I wrote this as a reflection on my own personal experiences with fundraising and involvement with global health and development work. For some time I had been convinced allocating one's own resources, and attempting to direct others toward the most cost-effective interventions was the best means of doing good given its objectivity and perceived certainty. However as I became involved, and spent time living and working with a specific community organisation in Tanzania, I began to re-evaluate my previous framework of thinking about ‘doing good’.

I had spent some time fundraising and talking to friends and colleagues about effective giving, and had some, but little, traction. As is the way with human emotions, when I began speaking about the specific health centre I had worked in, the specific patients I had treated, and the specific issues that needed addressing, people were far more interested and excited. This directly and indirectly led to us at the Cedar Foundation raising sufficient funds for the two projects in Kamanga, Tanzania. 
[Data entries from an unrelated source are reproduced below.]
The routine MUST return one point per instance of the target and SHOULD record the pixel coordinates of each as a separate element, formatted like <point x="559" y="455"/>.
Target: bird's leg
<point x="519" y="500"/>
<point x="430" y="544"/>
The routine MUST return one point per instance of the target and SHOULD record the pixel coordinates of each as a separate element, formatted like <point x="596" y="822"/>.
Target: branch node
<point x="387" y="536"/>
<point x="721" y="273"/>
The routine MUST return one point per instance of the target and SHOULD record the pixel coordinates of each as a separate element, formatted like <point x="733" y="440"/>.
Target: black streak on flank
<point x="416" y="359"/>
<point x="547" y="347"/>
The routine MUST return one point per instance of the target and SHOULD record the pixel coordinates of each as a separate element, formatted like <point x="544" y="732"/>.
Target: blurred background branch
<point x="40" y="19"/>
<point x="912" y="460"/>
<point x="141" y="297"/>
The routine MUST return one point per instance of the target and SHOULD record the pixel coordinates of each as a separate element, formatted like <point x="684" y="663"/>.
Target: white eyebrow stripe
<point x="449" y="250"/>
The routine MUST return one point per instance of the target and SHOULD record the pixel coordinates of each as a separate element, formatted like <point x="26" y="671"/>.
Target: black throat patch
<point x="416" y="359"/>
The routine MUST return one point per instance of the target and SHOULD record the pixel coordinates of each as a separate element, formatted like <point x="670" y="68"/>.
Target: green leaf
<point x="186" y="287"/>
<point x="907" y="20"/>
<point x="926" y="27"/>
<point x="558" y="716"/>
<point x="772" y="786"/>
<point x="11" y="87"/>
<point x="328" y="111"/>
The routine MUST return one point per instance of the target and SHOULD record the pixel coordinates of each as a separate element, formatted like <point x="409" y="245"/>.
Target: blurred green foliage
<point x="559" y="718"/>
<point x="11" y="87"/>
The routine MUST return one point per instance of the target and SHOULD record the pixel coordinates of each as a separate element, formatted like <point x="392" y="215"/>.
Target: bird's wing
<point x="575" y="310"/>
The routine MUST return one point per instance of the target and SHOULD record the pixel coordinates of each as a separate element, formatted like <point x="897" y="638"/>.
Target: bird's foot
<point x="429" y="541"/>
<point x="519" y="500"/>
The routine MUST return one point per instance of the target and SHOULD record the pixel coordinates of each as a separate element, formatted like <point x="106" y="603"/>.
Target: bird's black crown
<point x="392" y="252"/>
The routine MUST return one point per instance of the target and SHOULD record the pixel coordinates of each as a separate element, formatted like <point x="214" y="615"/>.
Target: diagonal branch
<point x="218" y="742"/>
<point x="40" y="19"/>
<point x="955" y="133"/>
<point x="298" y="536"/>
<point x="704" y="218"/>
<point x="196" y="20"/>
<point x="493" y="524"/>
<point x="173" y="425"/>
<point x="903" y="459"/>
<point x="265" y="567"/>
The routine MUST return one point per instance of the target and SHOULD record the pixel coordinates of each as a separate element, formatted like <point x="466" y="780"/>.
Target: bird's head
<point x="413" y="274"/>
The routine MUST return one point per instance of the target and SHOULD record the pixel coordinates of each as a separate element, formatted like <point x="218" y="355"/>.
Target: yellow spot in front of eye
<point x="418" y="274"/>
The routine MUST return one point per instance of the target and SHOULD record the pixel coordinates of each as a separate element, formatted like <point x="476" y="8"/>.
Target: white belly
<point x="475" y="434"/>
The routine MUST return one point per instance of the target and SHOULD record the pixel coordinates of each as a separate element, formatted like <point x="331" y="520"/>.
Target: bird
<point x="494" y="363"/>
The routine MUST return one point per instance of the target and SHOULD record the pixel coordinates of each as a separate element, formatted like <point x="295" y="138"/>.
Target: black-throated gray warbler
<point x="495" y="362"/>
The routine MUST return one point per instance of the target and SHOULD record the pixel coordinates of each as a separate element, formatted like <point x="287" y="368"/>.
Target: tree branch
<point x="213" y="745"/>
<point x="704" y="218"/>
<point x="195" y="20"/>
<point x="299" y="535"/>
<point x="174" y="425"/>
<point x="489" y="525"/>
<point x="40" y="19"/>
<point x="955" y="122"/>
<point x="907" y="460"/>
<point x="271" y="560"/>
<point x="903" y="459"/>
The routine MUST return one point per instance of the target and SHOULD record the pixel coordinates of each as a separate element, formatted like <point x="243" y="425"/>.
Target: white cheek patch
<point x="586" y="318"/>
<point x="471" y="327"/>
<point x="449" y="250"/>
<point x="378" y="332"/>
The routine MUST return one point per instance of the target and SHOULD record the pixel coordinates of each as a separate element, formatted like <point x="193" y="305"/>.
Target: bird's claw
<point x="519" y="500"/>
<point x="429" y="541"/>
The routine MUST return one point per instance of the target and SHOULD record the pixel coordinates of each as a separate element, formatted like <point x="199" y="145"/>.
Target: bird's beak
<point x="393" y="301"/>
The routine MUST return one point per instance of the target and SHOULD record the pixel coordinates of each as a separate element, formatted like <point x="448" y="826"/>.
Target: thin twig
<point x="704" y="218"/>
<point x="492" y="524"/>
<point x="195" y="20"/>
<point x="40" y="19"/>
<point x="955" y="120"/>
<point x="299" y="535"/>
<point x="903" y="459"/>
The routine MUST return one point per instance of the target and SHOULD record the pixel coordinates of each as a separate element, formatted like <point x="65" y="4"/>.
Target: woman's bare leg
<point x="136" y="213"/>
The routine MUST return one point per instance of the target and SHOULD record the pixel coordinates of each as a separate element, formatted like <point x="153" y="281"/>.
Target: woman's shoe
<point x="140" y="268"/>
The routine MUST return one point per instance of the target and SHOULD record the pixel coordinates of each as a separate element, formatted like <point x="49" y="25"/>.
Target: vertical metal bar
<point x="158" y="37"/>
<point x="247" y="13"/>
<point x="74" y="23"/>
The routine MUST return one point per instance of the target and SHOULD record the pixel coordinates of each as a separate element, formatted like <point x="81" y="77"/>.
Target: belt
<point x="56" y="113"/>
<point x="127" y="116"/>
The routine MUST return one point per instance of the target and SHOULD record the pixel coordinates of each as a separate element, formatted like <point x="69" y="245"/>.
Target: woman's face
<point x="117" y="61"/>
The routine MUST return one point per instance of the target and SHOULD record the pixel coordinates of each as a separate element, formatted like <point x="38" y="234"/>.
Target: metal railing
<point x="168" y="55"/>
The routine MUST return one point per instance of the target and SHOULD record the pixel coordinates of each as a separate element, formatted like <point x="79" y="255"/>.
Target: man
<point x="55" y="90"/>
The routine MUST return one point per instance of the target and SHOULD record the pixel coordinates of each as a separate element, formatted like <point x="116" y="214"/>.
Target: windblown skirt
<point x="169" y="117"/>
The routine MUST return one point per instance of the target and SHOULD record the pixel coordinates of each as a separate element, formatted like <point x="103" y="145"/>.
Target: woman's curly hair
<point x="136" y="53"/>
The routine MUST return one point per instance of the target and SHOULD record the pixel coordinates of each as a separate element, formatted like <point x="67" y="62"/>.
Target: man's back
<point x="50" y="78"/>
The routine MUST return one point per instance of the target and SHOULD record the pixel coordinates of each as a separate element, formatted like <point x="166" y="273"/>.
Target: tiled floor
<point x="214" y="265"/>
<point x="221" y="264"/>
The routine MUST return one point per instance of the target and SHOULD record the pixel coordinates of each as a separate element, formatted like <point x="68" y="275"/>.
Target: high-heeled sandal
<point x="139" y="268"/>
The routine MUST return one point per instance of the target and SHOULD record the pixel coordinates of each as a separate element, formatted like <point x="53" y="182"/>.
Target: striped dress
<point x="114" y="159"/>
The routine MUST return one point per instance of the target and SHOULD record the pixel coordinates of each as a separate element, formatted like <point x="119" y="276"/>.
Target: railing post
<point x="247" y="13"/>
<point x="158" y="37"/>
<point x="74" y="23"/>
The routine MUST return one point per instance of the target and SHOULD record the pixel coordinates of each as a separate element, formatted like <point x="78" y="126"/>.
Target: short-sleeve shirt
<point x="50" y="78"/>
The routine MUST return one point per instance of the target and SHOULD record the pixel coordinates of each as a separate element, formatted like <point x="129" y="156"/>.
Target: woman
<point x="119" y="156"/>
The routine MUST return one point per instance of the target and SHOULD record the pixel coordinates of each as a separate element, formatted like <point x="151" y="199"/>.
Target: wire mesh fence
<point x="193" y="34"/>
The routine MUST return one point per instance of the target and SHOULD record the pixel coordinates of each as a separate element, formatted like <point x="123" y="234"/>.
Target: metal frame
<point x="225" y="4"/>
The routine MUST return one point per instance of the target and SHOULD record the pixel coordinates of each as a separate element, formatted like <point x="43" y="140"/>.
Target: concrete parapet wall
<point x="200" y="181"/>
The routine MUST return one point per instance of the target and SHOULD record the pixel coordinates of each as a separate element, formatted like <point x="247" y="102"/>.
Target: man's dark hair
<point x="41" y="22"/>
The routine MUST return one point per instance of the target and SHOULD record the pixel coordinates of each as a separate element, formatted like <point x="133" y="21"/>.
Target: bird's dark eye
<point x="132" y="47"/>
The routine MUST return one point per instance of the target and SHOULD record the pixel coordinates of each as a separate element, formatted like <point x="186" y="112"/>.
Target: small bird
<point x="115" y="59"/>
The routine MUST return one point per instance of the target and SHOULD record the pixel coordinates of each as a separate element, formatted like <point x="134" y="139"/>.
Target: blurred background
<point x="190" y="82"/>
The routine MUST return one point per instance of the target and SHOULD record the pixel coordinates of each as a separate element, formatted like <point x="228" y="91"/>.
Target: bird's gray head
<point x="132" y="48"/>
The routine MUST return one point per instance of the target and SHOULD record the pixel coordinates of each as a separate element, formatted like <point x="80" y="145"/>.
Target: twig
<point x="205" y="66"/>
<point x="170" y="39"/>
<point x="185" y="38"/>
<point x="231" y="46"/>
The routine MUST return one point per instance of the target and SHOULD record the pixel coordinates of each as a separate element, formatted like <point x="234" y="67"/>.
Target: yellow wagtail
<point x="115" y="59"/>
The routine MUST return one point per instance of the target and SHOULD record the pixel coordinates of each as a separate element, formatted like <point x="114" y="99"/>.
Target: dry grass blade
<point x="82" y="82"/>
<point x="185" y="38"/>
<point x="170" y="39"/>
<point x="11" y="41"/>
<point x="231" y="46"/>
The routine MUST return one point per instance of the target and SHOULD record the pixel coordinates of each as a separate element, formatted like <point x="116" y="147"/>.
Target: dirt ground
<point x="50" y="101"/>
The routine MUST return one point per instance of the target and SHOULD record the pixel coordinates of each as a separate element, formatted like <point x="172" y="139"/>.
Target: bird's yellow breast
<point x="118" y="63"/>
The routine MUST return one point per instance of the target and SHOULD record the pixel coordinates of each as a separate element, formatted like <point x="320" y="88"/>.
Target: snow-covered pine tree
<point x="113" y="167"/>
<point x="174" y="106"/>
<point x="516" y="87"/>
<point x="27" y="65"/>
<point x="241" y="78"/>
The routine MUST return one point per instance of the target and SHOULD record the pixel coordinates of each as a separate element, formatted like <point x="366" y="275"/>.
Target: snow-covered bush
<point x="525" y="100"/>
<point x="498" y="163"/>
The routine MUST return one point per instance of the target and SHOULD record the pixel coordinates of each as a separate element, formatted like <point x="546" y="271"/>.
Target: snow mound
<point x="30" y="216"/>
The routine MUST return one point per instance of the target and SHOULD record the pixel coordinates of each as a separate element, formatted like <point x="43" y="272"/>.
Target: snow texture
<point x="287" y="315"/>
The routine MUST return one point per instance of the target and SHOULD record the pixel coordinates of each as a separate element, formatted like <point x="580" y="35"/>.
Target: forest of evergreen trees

Specifically in regard to the maternal health and fish farming projects, the given funds were raised from philanthropic sources who made donations with less data driven and outcome contingent processes (as opposed to more evidence driven EA or EA-adjacent funders). It is unlikely these resources would have been made available to us if they had not been for projects with an attractive narrative. Considering the counterfactual scenario that these projects did not exist, the money would have likely either not been donated charitably at all, or to a local charity in a high-income setting, where these donors had previously allocated funding. I believe by helping to direct these resources into exploratory, context-specific, global health projects the potential impact may have benefits which are highly valuable for the community and us as implementors. These benefits are likely to be both direct, in treating disease and increasing economic activity locally, and indirect, in strengthening health systems and teaching us important and generalisable lessons about project implementation.  

My argument here isn’t that everyone should drop the principle of cost-effectiveness, choose a community and attempt to max it out on wellbeing, but more that for an individual working toward doing good, taking a narrower frame of reference can offer opportunities and lessons that may not otherwise be available. These opportunities and lessons can both be valuable in themselves, and leveraged into further opportunities in the future. Whilst the question of what one would do with $100 000 is slightly provocative, for those interested in a career outside of earning to give, thinking laterally beyond what we see as the best buys in global health can have value well beyond the immediate impact of the project, value which should be strongly considered in making these decisions.